Von Kühen bis Bernhardiner

Rund 30 Umzugsnummern zogen durch die Parkstrasse. Von den traditionellen Beteiligten wie den Rigi-Tüfeln oder den Rossbärg-Häxä, gab es so einiges typisch Schweizerisches zu sehen. So bastelten zwei Schulklassen aus Arth und Goldau aus Einkaufswagen lustig bemalte Kühe von gross bis klein. Mitten im Umzug schlichen auch zwei Bernhardiner um die Ecken, und auch Ziegen machten ihre Aufwartung. Die Wildheuer vom Bigstei wiederum zeigten sich traditionell: Natürlich ohne Traktor, so wie einst auch Nationalheld Wilhelm Tell noch gearbeitet hatte.

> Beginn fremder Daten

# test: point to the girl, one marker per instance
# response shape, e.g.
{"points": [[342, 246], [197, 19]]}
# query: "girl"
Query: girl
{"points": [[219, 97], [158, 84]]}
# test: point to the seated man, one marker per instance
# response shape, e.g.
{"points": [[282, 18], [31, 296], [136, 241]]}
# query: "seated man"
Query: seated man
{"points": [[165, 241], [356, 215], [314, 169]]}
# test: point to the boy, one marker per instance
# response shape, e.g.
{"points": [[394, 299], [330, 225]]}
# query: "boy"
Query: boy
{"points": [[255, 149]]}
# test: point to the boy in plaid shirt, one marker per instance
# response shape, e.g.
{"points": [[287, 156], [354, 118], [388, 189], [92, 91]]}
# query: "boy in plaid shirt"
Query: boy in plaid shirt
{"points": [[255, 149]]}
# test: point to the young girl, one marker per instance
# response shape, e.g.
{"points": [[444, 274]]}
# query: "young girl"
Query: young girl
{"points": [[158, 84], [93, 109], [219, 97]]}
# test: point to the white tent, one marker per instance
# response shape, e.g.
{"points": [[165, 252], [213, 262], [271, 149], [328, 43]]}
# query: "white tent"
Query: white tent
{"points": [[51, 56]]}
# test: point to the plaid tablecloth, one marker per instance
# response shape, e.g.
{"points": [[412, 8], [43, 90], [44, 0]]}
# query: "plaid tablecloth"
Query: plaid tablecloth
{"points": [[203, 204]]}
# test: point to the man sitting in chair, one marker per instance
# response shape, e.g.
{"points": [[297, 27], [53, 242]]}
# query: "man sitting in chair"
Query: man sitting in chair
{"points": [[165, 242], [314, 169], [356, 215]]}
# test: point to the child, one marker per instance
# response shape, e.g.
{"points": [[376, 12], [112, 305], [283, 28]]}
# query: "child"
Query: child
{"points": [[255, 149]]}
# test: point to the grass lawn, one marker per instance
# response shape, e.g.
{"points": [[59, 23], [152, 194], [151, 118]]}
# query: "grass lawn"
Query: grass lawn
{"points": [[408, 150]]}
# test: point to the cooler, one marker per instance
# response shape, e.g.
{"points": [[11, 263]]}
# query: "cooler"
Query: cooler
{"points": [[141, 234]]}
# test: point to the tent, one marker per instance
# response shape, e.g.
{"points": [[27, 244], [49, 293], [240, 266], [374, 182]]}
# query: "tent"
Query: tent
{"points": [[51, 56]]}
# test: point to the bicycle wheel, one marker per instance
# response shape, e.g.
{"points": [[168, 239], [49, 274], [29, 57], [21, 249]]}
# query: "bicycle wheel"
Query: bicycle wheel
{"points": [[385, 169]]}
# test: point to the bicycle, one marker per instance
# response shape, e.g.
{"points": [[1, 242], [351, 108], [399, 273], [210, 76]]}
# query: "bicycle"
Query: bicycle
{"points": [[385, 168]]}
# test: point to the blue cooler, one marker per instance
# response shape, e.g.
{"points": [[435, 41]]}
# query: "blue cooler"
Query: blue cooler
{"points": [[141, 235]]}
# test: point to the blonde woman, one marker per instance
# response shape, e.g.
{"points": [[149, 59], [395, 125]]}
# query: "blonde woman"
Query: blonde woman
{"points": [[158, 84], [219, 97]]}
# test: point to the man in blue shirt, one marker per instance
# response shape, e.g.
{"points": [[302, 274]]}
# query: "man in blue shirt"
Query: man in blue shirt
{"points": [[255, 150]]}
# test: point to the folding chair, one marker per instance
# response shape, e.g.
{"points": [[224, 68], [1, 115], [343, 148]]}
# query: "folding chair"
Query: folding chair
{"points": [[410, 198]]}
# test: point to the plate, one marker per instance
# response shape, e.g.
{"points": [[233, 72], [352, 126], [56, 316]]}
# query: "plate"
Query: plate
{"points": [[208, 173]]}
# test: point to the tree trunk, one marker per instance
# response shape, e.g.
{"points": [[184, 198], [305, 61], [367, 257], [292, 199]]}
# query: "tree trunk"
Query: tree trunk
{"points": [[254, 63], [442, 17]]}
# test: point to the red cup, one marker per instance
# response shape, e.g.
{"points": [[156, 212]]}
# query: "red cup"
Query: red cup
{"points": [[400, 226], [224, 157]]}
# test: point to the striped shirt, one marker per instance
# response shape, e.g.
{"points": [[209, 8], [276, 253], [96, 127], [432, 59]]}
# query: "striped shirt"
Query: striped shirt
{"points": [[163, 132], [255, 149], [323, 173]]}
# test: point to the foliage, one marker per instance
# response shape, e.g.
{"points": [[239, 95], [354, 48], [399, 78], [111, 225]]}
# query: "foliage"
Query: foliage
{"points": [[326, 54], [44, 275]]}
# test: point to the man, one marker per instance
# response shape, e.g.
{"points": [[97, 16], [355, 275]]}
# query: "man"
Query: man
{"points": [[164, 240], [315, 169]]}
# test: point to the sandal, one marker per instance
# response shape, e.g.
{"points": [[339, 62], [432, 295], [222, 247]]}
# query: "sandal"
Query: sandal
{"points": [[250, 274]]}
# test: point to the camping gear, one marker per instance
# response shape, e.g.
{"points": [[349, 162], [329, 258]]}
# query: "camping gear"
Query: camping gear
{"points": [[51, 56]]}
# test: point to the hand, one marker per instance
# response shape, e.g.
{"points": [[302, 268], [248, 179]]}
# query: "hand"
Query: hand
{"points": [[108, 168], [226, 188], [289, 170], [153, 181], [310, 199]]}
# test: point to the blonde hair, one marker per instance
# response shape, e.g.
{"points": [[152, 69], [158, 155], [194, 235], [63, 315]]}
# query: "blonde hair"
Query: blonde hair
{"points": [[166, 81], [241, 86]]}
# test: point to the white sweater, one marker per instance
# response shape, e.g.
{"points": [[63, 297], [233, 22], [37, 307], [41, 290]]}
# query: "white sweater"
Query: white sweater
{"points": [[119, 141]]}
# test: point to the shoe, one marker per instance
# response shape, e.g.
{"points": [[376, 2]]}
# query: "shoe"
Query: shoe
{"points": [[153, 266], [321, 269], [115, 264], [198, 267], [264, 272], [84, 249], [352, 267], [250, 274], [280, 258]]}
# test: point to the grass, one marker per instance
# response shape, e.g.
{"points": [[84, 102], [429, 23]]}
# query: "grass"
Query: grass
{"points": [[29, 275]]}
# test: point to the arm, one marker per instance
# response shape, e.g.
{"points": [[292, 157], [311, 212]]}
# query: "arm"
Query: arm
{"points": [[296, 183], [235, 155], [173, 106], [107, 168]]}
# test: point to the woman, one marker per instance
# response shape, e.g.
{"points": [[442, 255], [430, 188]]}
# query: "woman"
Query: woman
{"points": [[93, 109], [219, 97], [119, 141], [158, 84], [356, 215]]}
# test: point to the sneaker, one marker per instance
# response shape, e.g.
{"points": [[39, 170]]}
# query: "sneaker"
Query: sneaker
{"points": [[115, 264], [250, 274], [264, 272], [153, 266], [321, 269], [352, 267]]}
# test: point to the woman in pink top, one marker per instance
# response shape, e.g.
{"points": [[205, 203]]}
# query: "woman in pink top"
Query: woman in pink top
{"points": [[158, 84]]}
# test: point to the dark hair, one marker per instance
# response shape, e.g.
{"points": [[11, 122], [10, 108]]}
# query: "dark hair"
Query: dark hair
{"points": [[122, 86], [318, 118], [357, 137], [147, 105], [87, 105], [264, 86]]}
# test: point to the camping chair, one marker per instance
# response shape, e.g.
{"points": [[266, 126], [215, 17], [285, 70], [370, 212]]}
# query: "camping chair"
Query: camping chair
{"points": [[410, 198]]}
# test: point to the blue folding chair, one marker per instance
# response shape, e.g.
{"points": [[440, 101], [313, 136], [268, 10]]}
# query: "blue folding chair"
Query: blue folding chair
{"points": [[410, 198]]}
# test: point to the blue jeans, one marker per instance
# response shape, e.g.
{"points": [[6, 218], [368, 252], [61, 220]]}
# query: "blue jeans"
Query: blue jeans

Immer wieder gab es für die Zuschauer einen Happen zum Essen und nicht wenige nahmen deshalb extra leere Einkaufstaschen von zu Hause mit. Verwöhnt wurden aber alle, ob nun mit oder ohne Tasche. So gab es unter anderem aus der mobilen Schaukäserei aus Walchwil mit Bergkäse-Häppchen. Süsses wurde natürlich auch verteilt, zum Beispiel aus den Taschen der Kinder der 3. Primarklasse von Arth, die als Lindor-Kugeln verkleidet waren.

Mobiles WC für alle Fälle

Die Pfadi Arth-Goldau verschrieb sich hingegen dem Obst und verteilte gesunden Apfelsaft. Da dieser in rauen Mengen bekanntlich auch abführend wirken kann, hatten die Mitwirkenden gleich ein mobiles WC-Häuschen mitgebracht. Dessen Benutzung vor der ganzen Zuschauerschar geschah wohl nicht immer ganz freiwillig.
Seinen Abschluss fand der diesjährige Fasnachtsumzug in Goldau schliesslich nach doch eher kalten zwei Stunden.